Question

State and prove Basic Proportionality Theorem.

Hint:

If two triangles are similar, the ratio of any two corresponding segments (medians, altitudes, bisectors) is equal to the ratio of their corresponding sides.

Answer 1

Step 1: Understanding the Statement (Basic Proportionality Theorem):
If a line is drawn parallel to one side of a triangle to intersect the other two sides in distinct points, then the two sides are divided in the same ratio.

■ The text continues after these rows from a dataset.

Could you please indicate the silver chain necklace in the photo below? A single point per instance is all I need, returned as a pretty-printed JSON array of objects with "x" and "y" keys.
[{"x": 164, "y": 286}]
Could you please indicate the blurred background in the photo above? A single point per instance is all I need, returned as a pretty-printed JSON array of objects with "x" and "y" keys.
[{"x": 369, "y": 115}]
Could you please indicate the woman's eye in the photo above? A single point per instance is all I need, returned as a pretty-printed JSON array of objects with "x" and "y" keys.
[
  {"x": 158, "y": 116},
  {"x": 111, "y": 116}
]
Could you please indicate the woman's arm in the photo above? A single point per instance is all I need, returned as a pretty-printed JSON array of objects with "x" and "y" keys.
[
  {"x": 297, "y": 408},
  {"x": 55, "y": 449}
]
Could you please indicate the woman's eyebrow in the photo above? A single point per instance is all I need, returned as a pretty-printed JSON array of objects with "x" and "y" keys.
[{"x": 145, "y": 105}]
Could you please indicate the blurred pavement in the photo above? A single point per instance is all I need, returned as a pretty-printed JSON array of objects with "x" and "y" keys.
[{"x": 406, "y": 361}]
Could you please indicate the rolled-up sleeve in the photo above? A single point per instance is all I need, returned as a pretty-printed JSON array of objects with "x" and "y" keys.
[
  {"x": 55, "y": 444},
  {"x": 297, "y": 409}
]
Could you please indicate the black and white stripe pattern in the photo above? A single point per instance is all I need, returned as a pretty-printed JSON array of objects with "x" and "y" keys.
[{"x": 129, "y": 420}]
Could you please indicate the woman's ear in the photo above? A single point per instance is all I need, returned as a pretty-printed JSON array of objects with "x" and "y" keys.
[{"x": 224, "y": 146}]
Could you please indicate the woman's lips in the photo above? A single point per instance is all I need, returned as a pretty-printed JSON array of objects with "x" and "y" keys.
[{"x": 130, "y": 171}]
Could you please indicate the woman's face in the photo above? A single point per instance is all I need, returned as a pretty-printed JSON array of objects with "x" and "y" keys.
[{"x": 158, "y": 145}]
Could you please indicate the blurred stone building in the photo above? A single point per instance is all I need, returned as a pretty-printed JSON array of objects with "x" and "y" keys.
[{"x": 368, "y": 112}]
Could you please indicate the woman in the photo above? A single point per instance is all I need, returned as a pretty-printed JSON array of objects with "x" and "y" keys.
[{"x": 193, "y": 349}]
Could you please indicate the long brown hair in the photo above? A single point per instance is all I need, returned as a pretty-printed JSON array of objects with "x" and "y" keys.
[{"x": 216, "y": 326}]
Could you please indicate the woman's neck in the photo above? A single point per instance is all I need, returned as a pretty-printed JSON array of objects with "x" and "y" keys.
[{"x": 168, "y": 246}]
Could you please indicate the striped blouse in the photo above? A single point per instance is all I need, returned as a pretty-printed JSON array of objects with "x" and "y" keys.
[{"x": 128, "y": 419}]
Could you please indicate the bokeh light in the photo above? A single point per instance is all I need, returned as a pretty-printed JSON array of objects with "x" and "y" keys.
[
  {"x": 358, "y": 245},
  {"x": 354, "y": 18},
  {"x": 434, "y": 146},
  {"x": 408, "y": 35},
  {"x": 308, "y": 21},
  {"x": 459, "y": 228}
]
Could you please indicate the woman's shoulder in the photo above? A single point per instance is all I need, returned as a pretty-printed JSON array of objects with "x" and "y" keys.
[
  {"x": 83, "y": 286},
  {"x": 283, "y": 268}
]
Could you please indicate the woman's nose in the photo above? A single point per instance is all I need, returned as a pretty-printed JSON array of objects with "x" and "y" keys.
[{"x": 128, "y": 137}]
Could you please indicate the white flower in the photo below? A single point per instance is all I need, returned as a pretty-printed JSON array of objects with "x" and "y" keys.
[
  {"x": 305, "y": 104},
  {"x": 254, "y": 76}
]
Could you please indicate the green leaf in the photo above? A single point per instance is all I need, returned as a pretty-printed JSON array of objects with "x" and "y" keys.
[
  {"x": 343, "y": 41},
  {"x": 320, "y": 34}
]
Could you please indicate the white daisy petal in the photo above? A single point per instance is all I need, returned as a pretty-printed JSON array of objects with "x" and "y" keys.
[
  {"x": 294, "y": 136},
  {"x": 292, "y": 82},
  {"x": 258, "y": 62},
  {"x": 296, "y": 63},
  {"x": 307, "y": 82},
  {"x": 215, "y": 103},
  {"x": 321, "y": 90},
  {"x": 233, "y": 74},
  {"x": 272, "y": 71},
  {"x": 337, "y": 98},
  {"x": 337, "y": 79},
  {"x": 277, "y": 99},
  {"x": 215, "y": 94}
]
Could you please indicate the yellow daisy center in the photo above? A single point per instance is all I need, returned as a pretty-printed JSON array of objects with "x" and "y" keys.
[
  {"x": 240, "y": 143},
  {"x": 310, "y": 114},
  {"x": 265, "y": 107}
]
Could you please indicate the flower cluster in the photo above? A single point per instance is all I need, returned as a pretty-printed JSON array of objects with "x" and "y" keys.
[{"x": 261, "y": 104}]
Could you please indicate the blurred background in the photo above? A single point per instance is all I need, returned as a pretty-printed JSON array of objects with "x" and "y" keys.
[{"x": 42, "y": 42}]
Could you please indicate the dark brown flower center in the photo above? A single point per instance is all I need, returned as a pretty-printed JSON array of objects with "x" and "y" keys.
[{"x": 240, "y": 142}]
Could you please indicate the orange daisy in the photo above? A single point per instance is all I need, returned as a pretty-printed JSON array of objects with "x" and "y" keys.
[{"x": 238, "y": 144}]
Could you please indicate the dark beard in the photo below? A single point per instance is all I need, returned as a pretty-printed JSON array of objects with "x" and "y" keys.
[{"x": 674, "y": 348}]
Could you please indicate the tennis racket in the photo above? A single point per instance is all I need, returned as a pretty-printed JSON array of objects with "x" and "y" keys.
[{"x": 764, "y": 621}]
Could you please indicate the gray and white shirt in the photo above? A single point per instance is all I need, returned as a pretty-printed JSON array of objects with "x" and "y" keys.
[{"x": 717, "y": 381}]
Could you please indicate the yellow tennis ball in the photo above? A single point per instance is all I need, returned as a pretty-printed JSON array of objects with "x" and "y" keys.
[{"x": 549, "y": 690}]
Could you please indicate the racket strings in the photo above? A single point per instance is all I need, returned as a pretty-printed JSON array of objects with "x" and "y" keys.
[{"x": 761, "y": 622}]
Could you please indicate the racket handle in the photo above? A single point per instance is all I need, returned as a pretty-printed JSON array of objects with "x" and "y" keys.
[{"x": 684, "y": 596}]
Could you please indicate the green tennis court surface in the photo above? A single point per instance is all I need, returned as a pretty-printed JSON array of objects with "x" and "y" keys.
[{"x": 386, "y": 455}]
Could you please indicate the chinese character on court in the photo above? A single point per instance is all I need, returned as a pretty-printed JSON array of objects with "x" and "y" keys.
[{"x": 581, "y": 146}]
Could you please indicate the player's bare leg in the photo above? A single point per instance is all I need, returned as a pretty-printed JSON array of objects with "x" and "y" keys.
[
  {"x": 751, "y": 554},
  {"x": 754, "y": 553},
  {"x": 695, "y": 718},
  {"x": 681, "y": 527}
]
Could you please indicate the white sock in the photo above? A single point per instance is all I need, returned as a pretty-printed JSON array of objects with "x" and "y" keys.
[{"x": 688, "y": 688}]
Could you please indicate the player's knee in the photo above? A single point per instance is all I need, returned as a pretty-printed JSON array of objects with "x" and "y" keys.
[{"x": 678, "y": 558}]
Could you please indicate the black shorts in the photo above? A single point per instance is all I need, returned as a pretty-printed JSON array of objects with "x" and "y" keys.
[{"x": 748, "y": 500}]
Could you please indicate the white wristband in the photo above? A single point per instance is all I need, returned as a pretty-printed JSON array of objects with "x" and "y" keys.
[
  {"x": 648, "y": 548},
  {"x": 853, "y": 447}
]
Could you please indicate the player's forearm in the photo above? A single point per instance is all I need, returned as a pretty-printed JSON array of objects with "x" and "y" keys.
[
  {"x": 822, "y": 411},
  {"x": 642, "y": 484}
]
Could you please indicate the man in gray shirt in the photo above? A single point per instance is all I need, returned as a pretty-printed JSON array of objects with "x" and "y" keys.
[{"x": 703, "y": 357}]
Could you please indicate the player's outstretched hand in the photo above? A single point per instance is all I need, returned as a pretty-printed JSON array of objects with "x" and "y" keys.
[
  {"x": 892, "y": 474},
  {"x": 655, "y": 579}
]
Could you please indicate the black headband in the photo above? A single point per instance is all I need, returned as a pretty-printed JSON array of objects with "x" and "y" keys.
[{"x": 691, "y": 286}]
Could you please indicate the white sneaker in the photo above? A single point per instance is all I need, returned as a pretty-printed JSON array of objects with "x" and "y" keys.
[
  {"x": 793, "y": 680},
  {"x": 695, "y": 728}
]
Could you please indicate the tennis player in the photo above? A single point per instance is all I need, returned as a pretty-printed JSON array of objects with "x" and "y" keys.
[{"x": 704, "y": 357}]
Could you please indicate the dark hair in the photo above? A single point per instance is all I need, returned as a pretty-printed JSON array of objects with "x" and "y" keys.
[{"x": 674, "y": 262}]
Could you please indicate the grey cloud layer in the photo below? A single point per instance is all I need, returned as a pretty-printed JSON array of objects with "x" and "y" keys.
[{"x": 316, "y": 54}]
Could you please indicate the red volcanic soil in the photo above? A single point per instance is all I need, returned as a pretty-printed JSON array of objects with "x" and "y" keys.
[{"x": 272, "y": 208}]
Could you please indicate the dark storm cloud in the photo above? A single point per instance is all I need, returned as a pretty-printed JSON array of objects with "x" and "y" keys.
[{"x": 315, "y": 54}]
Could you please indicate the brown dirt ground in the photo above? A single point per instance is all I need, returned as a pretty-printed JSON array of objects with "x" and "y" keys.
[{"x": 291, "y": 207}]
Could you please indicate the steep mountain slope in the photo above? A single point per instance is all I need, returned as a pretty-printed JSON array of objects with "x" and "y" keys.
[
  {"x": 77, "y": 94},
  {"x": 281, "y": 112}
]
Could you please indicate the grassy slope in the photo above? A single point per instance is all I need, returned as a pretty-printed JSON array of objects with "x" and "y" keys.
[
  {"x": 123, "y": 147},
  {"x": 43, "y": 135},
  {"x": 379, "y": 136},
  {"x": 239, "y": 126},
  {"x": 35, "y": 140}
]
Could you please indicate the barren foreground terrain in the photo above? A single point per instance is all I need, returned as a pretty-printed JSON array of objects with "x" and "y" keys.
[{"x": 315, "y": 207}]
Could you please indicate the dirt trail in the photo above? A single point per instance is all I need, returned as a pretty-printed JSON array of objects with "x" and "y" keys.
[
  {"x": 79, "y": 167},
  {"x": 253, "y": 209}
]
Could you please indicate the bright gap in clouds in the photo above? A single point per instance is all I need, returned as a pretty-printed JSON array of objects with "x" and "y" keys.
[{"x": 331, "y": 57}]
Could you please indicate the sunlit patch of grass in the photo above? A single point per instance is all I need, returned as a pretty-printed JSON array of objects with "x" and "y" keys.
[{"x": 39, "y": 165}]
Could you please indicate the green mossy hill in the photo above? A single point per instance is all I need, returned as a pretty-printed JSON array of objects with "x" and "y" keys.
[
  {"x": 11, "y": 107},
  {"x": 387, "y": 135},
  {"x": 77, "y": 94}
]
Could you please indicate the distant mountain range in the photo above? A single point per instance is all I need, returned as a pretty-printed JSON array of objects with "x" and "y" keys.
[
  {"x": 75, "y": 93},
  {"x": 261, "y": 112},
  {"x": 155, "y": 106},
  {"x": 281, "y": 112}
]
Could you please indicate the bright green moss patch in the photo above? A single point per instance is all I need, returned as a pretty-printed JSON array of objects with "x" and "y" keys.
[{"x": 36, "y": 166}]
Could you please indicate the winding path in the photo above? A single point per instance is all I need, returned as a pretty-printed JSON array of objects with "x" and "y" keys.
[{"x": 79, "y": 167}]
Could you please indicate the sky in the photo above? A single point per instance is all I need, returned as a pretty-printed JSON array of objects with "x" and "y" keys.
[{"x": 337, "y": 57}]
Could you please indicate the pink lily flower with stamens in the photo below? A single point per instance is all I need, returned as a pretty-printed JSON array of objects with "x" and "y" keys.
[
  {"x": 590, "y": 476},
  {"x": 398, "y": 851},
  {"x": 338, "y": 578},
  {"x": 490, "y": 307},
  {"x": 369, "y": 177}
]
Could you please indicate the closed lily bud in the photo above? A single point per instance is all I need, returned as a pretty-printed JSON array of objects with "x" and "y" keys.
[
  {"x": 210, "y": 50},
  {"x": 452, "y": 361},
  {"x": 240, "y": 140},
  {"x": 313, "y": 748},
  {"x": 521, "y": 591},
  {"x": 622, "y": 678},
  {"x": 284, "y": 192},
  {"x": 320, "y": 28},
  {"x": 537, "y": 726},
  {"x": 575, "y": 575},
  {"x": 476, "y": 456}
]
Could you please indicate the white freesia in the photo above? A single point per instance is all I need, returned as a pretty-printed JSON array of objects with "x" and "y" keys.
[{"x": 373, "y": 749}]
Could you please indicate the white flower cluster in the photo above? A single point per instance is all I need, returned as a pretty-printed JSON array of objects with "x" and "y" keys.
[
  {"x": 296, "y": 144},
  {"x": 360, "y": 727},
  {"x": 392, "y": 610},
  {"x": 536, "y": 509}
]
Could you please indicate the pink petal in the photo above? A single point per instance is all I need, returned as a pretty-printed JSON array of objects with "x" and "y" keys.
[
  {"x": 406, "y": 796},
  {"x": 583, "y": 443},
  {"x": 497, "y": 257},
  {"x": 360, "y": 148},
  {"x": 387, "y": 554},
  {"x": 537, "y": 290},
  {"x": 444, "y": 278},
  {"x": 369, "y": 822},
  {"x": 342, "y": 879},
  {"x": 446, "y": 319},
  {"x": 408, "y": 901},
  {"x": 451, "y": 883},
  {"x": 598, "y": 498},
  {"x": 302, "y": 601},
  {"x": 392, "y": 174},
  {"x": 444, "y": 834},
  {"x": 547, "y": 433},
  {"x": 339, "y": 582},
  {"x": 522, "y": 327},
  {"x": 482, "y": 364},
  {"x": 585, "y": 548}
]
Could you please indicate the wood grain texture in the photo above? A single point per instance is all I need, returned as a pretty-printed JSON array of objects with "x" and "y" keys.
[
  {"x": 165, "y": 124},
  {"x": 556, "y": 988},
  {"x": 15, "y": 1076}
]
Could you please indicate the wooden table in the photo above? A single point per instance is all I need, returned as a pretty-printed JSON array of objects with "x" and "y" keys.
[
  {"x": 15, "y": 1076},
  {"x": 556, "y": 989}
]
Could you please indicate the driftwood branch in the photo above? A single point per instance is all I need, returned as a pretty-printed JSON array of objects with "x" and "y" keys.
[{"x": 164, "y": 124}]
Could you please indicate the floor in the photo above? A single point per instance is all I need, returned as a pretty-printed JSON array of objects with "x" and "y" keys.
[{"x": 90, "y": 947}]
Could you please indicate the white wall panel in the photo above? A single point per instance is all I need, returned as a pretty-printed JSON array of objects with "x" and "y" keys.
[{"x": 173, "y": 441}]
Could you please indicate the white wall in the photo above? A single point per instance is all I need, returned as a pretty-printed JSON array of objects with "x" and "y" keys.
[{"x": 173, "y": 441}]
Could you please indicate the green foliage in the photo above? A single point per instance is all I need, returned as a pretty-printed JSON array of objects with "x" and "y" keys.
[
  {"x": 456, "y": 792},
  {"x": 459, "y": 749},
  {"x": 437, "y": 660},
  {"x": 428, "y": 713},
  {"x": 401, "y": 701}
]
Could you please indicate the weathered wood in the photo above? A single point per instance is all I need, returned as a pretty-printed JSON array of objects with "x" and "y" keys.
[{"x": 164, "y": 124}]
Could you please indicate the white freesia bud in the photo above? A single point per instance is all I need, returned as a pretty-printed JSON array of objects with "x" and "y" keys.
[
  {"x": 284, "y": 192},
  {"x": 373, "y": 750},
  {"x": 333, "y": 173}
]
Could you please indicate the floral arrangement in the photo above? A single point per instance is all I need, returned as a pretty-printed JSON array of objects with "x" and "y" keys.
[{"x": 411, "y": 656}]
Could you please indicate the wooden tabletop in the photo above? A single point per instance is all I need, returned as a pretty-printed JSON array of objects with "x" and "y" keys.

Given: In ΔABC, DE ∥ BC where D lies on AB and E lies on AC.
To Prove: AD / DB = AE / EC

Step 2: Construction:
Join BE and CD.
Draw DM ⟂ AC and EN ⟂ AB.

Step 3: Using Area Concept:
Consider triangles ADE and BDE.

Area(ΔADE) = (1/2) × AD × EN
Area(ΔBDE) = (1/2) × DB × EN

Therefore,
Area(ΔADE) / Area(ΔBDE) = AD / DB → (1)

Now consider triangles ADE and CED.

Area(ΔADE) = (1/2) × AE × DM
Area(ΔCED) = (1/2) × EC × DM

Therefore,
Area(ΔADE) / Area(ΔCED) = AE / EC → (2)

Step 4: Key Observation:
Triangles BDE and CED are on the same base DE and between the same parallels DE and BC.
Hence,
Area(ΔBDE) = Area(ΔCED)

Step 5: Final Deduction:
Since Area(ΔBDE) = Area(ΔCED),
From (1) and (2),
AD / DB = AE / EC

Final Conclusion:
Thus, when a line is drawn parallel to one side of a triangle, it divides the other two sides in the same ratio.
Hence, the theorem is proved using the area-ratio property.